# Absinthe Films



## FacePlant4Free (Oct 19, 2011)

I've been watching a lot of Absinthe TV and even bought Resonance from iTunes recently. Really liked it, but i think i liked the behind the scenes Absinthe Flipside little mini series even more. Pretty funny and a cool look into the making with all of the different riders.

Has anyone seen all of the Absinthe movies? If so, which do you think is the best, and how would you rate Resonance against all of them? 

I'm thinking about buying more of them but not if they're not going to be as good.

thankssss


----------



## killclimbz (Aug 10, 2007)

I just know that I thought Resonance was a solid effort this year.


----------



## FacePlant4Free (Oct 19, 2011)

killclimbz said:


> I just know that I thought Resonance was a solid effort this year.


agreed.

Danny Kass seemed out of place


----------



## Richie67 (Oct 11, 2012)

Any Absinthe stuff free online? And from the dvd collection seeing as I'm gonna part with my hard earned cash (laugh) what would you folks recommend to buy first?


----------



## FacePlant4Free (Oct 19, 2011)

Resonance was pretty awesome i would say.

If you want an idea of what it's about, go to absinthe-films.com and check out the Absinthe TV section. In there you will find a bunch of different like 6 min. clips. check out all of the Absinthe Flipside episodes like i talked about above.


----------



## oneshot (Oct 8, 2010)

I think the movies get better every yr.. they are ALL good..

start with the newest and work your way back in time.


----------



## hikeswithdogs (Sep 23, 2011)

Richie67 said:


> Any Absinthe stuff free online? And from the dvd collection seeing as I'm gonna part with my hard earned cash (laugh) what would you folks recommend to buy first?


Allot cheaper buying the iTunes version and you get both SD and 1080p versions for about 1\2 the cost of the DVD, all snowboard video's are available day 1(and half the cost) on iTunes.


----------



## FacePlant4Free (Oct 19, 2011)

hikeswithdogs said:


> Allot cheaper buying the iTunes version and you get both SD and 1080p versions for about 1\2 the cost of the DVD, all snowboard video's are available day 1(and half the cost) on iTunes.


yeah it's $10 as opposed to $30 in stores... eeek


----------



## hikeswithdogs (Sep 23, 2011)

FacePlant4Free said:


> yeah it's $10 as opposed to $30 in stores... eeek


I know, I hate contributing to the "Apple Monster" and their bullshit video DRM but for that cost I can't pass it up, you'll need a PC hooked up to your TV or an apple TV to watch on the big screen but it's worth it IMO to have it on all your home and mobile devices for that price.


----------



## Richie67 (Oct 11, 2012)

Cheers fellas, getting stuck into it now.


----------



## blunted_nose (Apr 26, 2012)

oneshot said:


> I think the movies get better every yr.. they are ALL good..
> 
> start with the newest and work your way back in time.
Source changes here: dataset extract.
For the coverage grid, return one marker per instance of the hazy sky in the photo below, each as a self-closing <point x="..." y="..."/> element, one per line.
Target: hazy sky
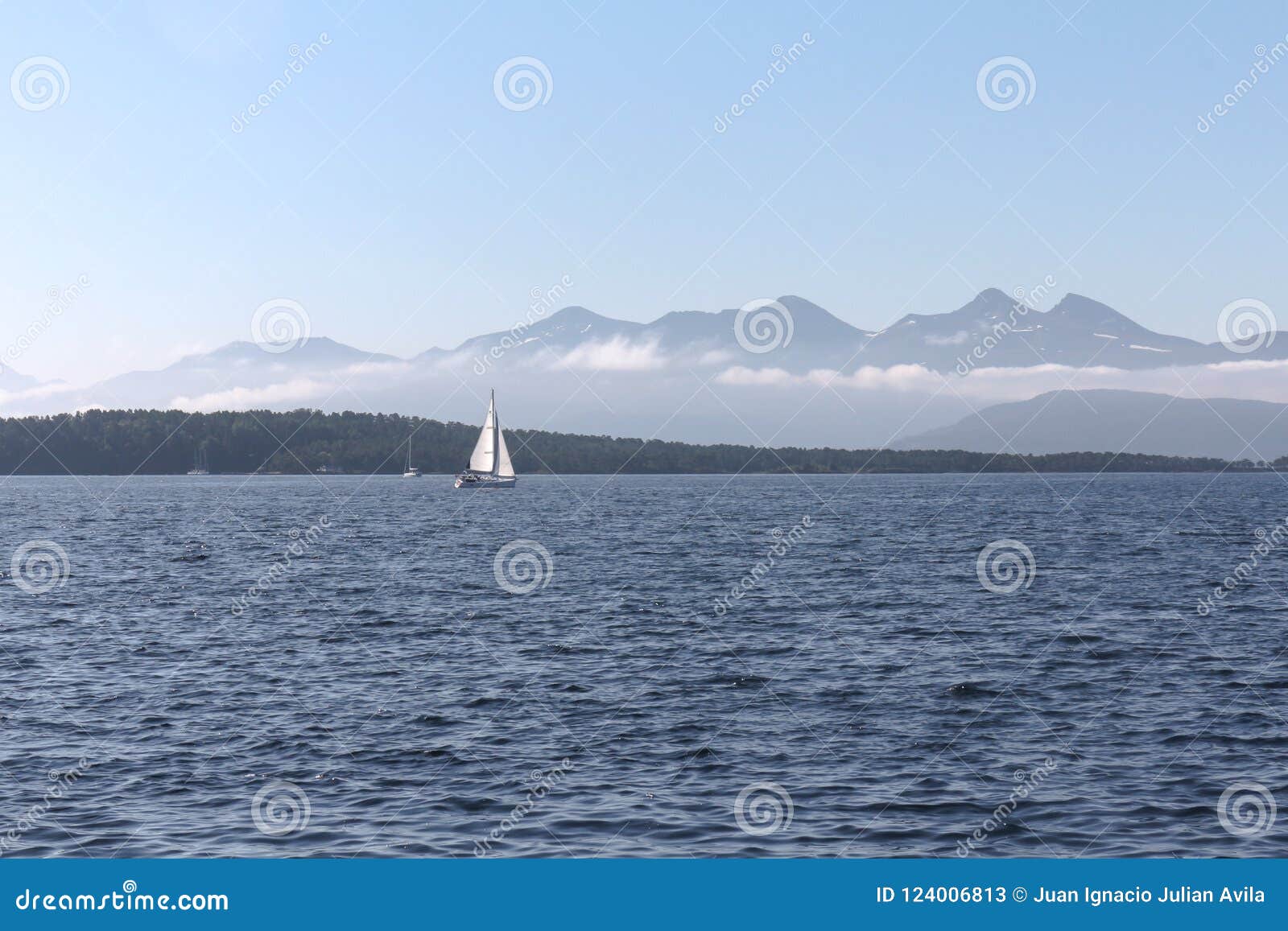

Correction, movies are getting worse and worse. My main flicks to watch are draw the line and follow me around. Both from 2006. My favorite year for sure. Back when everyone cool was at Burton making sick vids. things have changed for the worst, for example, i wish dcp never left Burton and make his own company. Same with Mads.


----------



## hktrdr (Apr 3, 2012)

hikeswithdogs said:


> I know, I hate contributing to the "Apple Monster" and their bullshit video DRM but for that cost I can't pass it up, you'll need a PC hooked up to your TV or an apple TV to watch on the big screen but it's worth it IMO to have it on all your home and mobile devices for that price.


Yeah, their content is great. Now if it weren't for their shitty video compression - my so-called HD version of TAOF has a file size of less than half of the disk version...


----------